FPÖ-Präsidentschaftskandidat Hofer  und die FPÖ haben vorgeschlagen Behinderten, die nicht mehr frei entscheiden können gerichtlich das Wahlrecht abzuerkennen. Ein gerichtlicher Gutachter sollte vorher klären, ob die Betroffenen noch frei ihren Willen äußern können. Hintergrund sind Behauptungen, dass in Pflegeeinrichtungen von Dritten Wahlkarten für Behinderte ausgefüllt worden wären.

Diese Forderung ist hochproblematisch. Gerichte würden dann in verfassungsrechtlich gewährleistete Rechte eingreifen. Wer soll den Antrag auf Aberkennung des Wahlrechts stellen? Dazu kommt, dass Beeinträchtigungen temporär sein könnten. Wer fühlt sich dann für die Aufhebung zuständig? Die Pflegeeinrichtung,  der die FPÖ Wahlmanipulation unterstellt wird wohl kaum. Die Verwandten? Noch heikler wird es bei der Frage der Beurteilung. Gerichte würden Gutachter einsetzen, die diese heikle Entscheidung praktisch treffen. Schon jetzt wissen wir, wo immer GutachterInnen eingesetzt werden, kommt es zu Diskussionen über die Qualität von Gerichtsgutachten. In Österreich gibt es ein „Gutachterproblem“. Nicht alle Gutachten sind schlecht, aber bei vielen besteht zu Recht Kritik an nicht eingehalten Qualitätsstandards. Egal ob bei Berufsunfähigkeitspensionen, Sachwalterschaftsverfahren, Haftentlassungen, Einweisungen oder Schadenersatzverfahren – die Beschwerden und Zweifel an der gutachterlichen Qualität sind massiv. Dort wo evaluiert wurde, waren die Ergebnisse teilweise katastrophal. Es gibt schlicht keine Qualitätsstandards und keine funktionierende Qualitätskontrolle.

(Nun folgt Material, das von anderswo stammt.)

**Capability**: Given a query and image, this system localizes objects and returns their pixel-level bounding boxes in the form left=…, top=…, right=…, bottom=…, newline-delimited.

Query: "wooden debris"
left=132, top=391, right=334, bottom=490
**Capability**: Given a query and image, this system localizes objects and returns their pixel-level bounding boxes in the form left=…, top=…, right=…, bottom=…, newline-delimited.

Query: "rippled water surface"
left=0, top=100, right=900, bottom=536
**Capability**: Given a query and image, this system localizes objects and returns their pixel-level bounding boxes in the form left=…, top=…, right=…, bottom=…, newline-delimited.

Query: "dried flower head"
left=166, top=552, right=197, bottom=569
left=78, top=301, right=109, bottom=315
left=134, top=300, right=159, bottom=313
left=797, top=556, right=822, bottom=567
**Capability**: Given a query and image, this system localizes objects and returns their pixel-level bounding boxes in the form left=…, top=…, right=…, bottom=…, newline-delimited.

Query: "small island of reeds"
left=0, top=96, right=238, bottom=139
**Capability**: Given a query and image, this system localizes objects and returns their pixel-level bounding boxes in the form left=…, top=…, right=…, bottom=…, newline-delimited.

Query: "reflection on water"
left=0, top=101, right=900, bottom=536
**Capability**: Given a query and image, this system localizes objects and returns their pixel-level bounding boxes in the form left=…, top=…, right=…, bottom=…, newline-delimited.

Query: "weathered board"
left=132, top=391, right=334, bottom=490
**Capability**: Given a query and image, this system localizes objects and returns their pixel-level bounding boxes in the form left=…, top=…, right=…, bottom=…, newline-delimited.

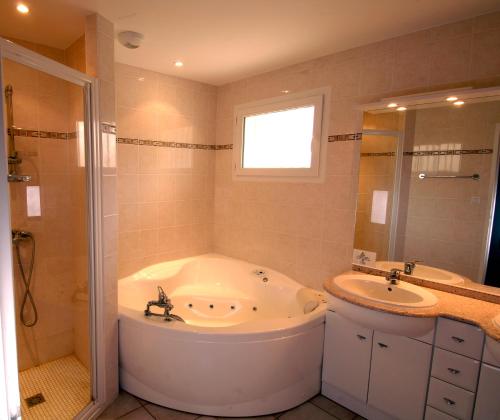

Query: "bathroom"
left=0, top=0, right=500, bottom=419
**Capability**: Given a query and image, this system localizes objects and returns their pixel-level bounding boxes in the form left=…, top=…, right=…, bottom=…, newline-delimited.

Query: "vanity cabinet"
left=474, top=363, right=500, bottom=420
left=474, top=337, right=500, bottom=420
left=368, top=331, right=432, bottom=420
left=323, top=311, right=373, bottom=401
left=322, top=311, right=500, bottom=420
left=427, top=318, right=484, bottom=420
left=323, top=311, right=432, bottom=420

Die Vorstellung diese Probleme auch im Bereich der Aberkennung des Wahlrechts zu haben, ist hochgefährlich. Wir brauchen keinen gutachterlichen Eingriff in das Wahlrecht älterer und behinderter Menschen. Dort, wo jemand nicht abstimmen kann und jemand anderer abstimmt greift das Strafrecht. Dazu können solche Manipulationen zur Wahlaufhebung führen. Weil die FPÖ die Legende von der manipulierten Wahl – die der Verfassungsgerichtshof nicht bestätigt hat – Aufrecht erhalten will, spielt sie am Rücken von behinderten und älteren Menschen mit dem Feuer. Einen konkreten Fall der Manipulation in einer Pflege- oder Senioreneinrichtung hat die FPÖ bis heute nicht vorgelegt.